The advent of powerful, widely, accessible and financially viable personal computers with network connections on the World Wide Web has lead to exciting possibilities for creating online music. Consumers are getting online to take advantage of the unprecedented convenience of accessing goods and services. In 2009, more than a quarter of the recorded music industry’s global revenues (27%) came from digital channels (IFPI, 2010). In the US, the world’s largest music market, online and mobile revenues in 2010 account for around 40% of music sales (IFPI, 2010). Consumer choice has been transformed as companies have licensed more than 11 million tracks to around 400 legal music services worldwide. In 2010, iTunes is the biggest music retailer in the US, accounting for 28% of the overall music market, followed by Walmart, Best Buy and Amazon (NPD Group, 2010). Fans can access and pay for music in diverse ways – from buying tracks or albums from download stores, and using subscription services, to using music services that are bundled with devices, buying mobile apps for music, and listening to music through streaming services for free.

In 2010, illegal music downloading continues to rise in the UK. According to Harris Interactive (2010), there were 1.2m single music tracks illegally downloaded from unauthorised sources with 28.8% of the downloader aged 16-54 years old and 23% using peer-to-peer (P2P) sites and software to obtain unauthorised music (as cited in BPI, 2010). £984,000,000 retail value of single tracks downloaded in 2010 from unauthorised sources (BPI, 2010) which has an implication in some lost of revenues to the musicians and songwriters or music companies who invest in them. The total number of people in the UK illegally downloading music on a regular basis is 7.7m across all sources such as e-mail, instant messaging and newsgroups (BPI, 2010). UKOM/Nielsen (2010) (as cited in BPI, 2010) states that visitors to the five most popular hosting sites (Megaupload, Filestube, Rapidshare, Mediafire and Hotfile) have increased by 45% from 1.6m in September 2009 to 2.3m in September 2010.

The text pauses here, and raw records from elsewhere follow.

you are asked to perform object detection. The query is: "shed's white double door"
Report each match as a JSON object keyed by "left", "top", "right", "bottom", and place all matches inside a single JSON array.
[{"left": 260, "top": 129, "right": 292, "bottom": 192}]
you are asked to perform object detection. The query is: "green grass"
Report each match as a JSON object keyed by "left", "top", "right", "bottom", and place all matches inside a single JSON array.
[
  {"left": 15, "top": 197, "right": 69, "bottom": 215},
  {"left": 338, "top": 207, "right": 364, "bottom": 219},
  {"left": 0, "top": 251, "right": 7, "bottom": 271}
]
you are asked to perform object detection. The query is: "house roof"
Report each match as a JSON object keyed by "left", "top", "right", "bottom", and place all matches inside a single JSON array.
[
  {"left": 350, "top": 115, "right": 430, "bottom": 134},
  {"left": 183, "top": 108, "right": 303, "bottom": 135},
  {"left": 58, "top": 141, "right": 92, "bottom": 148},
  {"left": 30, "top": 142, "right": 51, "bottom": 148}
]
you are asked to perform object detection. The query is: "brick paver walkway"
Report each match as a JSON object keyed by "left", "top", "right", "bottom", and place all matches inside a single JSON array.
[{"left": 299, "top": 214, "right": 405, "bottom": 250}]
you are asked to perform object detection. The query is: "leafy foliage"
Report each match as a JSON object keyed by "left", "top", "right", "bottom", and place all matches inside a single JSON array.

IFPI (International Federation of the Phonographic Industry) Digital Music Report 2010 stated that in Asia, around a quarter of the music business is now composed of digital revenues, set against a backdrop of sharply falling physical sales (IFPI, 2010). Digital sales in China, Indonesia, South Korea and Thailand now account for more than half of all music sales. South Korea has seen the benefits of a stronger copyright environment and there has been strong growth in MP3 subscription services. Japan, the biggest market in the region, was hit by mobile piracy and economic downturn, seeing CD sales fall by more than 20% in the first half of 2009, while digital sales were flat. According to Technology Adoption Life Cycle (Moore, 1991), the early adopters consist of technology enthusiasts and visionaries. The enthusiast refers to whom feels a great interest in brand-new technologies and hopes to take the lead in obtaining them, and the visionaries refer to whom have inclinations of easily visualizing, understanding and accepting interests of new technologies and whom tend to buy the products in order to realize their dreams. Suki, Ahmand, and Thyagarajan (2007) found that the support and encouragement by friends to purchase the products through the Internet is the most important attribute in discriminating among five categories of online shoppers (Innovators, Early Adopters, Early Majority, Late Majority, and Laggards).